Charles D. Tobin is a partner and Adrianna C. Rodriguez is an Associate both in our Washington, D.C. office.

The U.S. District Court for the Northern District of Florida in Jeter v. McKeithen et al., dismissed defamation and defamation by implication claims brought by a teenager against Florida television station WJHG challenging accurate reporting of her arrest for felony cyberbullying for running a Facebook smut page called Panama City's Trashiest.

Dismissing both claims against WJHG, and addressing an obvious but open issue in Florida defamation law, Judge Richard Smoak rejected the plaintiff's claim that the fair report privilege did not apply to implied defamation claims: "For the avoidance of doubt: the qualified news media privilege does apply to defamation by implication claims in Florida."

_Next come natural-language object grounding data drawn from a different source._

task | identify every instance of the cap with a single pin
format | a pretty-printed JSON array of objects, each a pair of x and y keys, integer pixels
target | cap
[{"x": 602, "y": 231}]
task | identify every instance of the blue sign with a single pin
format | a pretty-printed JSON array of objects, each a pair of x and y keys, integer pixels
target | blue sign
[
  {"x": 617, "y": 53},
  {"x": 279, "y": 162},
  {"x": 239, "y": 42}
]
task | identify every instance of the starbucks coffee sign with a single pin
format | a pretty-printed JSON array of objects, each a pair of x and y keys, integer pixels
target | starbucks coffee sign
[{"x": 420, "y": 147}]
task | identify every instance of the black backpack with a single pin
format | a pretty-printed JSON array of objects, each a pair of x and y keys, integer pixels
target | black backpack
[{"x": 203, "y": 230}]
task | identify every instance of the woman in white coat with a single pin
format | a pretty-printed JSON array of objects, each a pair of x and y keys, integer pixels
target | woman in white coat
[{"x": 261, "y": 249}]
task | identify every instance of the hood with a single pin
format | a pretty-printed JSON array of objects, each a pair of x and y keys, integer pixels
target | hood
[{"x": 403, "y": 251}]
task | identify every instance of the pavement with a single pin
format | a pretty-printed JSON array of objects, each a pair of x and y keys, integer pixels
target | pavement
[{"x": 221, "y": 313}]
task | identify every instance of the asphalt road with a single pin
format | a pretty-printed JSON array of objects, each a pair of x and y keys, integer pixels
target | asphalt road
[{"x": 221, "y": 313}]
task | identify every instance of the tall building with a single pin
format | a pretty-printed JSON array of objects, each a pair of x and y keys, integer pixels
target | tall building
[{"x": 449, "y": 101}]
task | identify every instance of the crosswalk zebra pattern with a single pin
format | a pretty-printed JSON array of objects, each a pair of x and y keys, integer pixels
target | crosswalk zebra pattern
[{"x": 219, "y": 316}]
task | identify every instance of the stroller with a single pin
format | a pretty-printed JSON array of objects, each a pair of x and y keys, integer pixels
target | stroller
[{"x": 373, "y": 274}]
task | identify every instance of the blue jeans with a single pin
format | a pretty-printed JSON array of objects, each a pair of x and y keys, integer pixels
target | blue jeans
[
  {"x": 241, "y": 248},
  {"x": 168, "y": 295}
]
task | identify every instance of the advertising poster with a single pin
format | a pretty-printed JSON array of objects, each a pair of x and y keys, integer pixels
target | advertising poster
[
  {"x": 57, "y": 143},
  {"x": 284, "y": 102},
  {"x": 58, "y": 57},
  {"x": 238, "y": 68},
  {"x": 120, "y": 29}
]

The plaintiff's claims were premised on two news reports about her felony case for cyberbullying, which prosecutors later abandoned. She alleged that statements obtained from police in WJHG's initial report that the minors could face charges as adults created a defamatory implication that there was more evidence against her than in most cases of minors facing charges as adults. She also claimed that the broadcasting of her mug shot with the word "suspect" over it implied that she was guilty, and that the station's reporting from the court document dismissing the charges in the second news report was defamatory. She made these allegations despite conceding in her complaint that the station accurately reported the information obtained both from the investigator and the court document.

The court granted WJHG's motion to dismiss finding "entirely without merit" the plaintiff's argument that the fair report privilege did not extend to defamation by implication claims. The court held that the statements in the broadcasts were substantially accurate and privileged.

Holland & Knight represented Gray Television Group, Inc., station WJHG in this matter.